Image Source: https://www.flickr.com/photos/max-goldberg/24490975695/

Image Source: https://www.flickr.com/photos/max-goldberg/24490975695/

The latest poll results from Quinnipiac University reveal that, overall, public leanings towards presumptive presidential nominees Donald Trump and Hillary Clinton are about evenly split — but within certain demographics, the two are extremely polarized.

Republican candidate Donald Trump secured a mere 1% of African-American support in the poll of 1,610 registered voters, released June 29. Clinton, on the other hand, was backed by 91% of African-Americans surveyed.

“You’re not going to find a lot of black people who openly support Donald Trump,” Pastor Mark Burns, an African-American preacher and Trump supporter in South Carolina, told the NY Daily News. “If they openly supported Donald Trump, they’d get viciously attacked within their own community.”

While Republicans have historically had a difficult time garnering the black vote, Trump’s current statistics may make him the least-popular candidate among African-Americans ever.
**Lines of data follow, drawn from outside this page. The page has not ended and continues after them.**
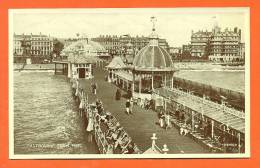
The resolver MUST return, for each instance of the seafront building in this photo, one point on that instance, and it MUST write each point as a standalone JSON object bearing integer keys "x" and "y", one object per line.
{"x": 116, "y": 45}
{"x": 78, "y": 57}
{"x": 150, "y": 78}
{"x": 32, "y": 47}
{"x": 150, "y": 82}
{"x": 217, "y": 45}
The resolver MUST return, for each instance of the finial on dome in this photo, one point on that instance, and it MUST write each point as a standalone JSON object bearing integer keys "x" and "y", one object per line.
{"x": 153, "y": 20}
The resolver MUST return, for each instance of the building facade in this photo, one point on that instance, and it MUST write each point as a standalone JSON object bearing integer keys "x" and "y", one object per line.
{"x": 218, "y": 46}
{"x": 226, "y": 46}
{"x": 199, "y": 42}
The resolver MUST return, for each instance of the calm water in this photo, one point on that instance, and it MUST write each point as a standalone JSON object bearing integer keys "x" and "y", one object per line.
{"x": 233, "y": 80}
{"x": 45, "y": 116}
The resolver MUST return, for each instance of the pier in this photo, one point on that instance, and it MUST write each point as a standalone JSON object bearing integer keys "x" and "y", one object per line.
{"x": 143, "y": 123}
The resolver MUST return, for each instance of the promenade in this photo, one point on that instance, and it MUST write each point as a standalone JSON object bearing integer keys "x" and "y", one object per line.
{"x": 142, "y": 124}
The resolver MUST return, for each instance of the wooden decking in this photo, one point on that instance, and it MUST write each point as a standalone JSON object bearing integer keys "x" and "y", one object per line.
{"x": 142, "y": 124}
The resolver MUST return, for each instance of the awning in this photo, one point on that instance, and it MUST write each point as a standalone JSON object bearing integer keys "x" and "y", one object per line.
{"x": 125, "y": 75}
{"x": 228, "y": 116}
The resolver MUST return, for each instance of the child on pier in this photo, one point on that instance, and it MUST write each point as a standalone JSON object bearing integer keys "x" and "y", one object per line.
{"x": 160, "y": 116}
{"x": 90, "y": 126}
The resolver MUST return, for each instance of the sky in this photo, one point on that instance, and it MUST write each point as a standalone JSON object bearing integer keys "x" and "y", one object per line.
{"x": 173, "y": 24}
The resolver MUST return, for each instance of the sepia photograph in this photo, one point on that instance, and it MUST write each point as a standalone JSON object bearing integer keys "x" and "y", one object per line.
{"x": 129, "y": 83}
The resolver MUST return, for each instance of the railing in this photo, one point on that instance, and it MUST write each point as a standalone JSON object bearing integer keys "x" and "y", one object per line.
{"x": 205, "y": 101}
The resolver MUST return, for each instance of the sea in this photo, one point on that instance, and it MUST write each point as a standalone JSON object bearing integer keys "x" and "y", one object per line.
{"x": 227, "y": 79}
{"x": 46, "y": 119}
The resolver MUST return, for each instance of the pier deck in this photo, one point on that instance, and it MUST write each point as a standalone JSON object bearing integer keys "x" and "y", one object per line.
{"x": 142, "y": 124}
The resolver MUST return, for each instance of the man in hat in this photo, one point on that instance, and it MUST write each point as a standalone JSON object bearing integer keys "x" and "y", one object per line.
{"x": 127, "y": 105}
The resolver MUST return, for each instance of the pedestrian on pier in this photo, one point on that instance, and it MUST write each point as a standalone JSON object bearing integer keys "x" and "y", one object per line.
{"x": 90, "y": 127}
{"x": 160, "y": 116}
{"x": 131, "y": 105}
{"x": 127, "y": 105}
{"x": 118, "y": 94}
{"x": 95, "y": 88}
{"x": 167, "y": 121}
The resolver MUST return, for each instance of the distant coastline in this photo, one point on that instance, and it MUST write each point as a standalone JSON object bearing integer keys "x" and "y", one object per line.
{"x": 187, "y": 66}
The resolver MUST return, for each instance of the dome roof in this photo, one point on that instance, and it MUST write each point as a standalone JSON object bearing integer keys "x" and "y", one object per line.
{"x": 153, "y": 58}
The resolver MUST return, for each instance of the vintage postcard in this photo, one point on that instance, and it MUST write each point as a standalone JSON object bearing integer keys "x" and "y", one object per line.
{"x": 129, "y": 83}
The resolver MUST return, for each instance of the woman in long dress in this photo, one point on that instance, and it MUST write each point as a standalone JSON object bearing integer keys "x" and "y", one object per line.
{"x": 90, "y": 127}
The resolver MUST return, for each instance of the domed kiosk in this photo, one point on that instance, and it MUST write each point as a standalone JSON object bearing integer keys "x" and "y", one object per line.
{"x": 152, "y": 66}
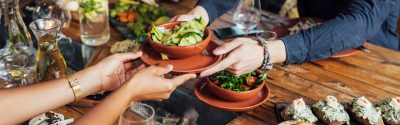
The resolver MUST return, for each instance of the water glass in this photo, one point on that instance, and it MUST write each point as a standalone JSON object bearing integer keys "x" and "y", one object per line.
{"x": 93, "y": 20}
{"x": 138, "y": 114}
{"x": 247, "y": 15}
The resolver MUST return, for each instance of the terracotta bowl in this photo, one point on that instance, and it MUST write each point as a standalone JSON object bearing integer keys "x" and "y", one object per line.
{"x": 234, "y": 96}
{"x": 179, "y": 52}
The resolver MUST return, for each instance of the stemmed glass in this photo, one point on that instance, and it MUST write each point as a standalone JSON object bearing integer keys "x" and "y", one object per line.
{"x": 57, "y": 9}
{"x": 138, "y": 114}
{"x": 247, "y": 15}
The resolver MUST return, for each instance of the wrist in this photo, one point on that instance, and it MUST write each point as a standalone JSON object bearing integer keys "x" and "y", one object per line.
{"x": 131, "y": 89}
{"x": 89, "y": 80}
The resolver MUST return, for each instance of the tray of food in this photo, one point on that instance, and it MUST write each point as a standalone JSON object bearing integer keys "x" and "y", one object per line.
{"x": 329, "y": 111}
{"x": 132, "y": 17}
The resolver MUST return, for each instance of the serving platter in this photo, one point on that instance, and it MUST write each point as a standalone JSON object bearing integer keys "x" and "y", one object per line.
{"x": 282, "y": 30}
{"x": 204, "y": 94}
{"x": 194, "y": 64}
{"x": 280, "y": 106}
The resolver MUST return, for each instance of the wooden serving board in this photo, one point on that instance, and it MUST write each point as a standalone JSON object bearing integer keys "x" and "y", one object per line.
{"x": 280, "y": 106}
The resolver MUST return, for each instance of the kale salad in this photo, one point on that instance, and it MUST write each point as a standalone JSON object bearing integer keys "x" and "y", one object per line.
{"x": 243, "y": 82}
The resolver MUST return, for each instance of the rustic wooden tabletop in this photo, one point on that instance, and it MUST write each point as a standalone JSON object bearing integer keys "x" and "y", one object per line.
{"x": 358, "y": 75}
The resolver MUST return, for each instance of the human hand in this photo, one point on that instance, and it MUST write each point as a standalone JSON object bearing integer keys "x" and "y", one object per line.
{"x": 112, "y": 71}
{"x": 152, "y": 85}
{"x": 245, "y": 55}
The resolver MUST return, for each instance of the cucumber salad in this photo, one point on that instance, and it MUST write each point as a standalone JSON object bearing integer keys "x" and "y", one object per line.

Mitt Romney, who ran against an incumbent Barack Obama in 2012, earned 6% of the black vote, while Senator John McCain secured only 4% back in 2008.

Trump, however, leads over Clinton in the white male demographic, 56% to her 25%, as well as among voters over age 50.

Clinton showed stronger among white women (42%), Hispanics (50%), voters with college degrees (47%), and Millennials (48%) — half of whom admit to counting on social media for consumer decisions and 60% of whom use social networks to stay up-to-date on media brands.

All told, however, Trump and Clinton currently seem to be running neck-and-neck, with Trump gaining an overall 40% of voter support and Clinton with a slight advantage at 42%. The poll, the authors note, has a two-point margin of error.

“It would be difficult to imagine a less flattering from-the-gut reaction to Donald Trump and Hillary Clinton,” Tim Malloy, assistant director of the Quinnipiac University poll, told the New York Times. “Voters find themselves in the middle of a mean-spirited, scorched-earth campaign between two candidates they don’t like.”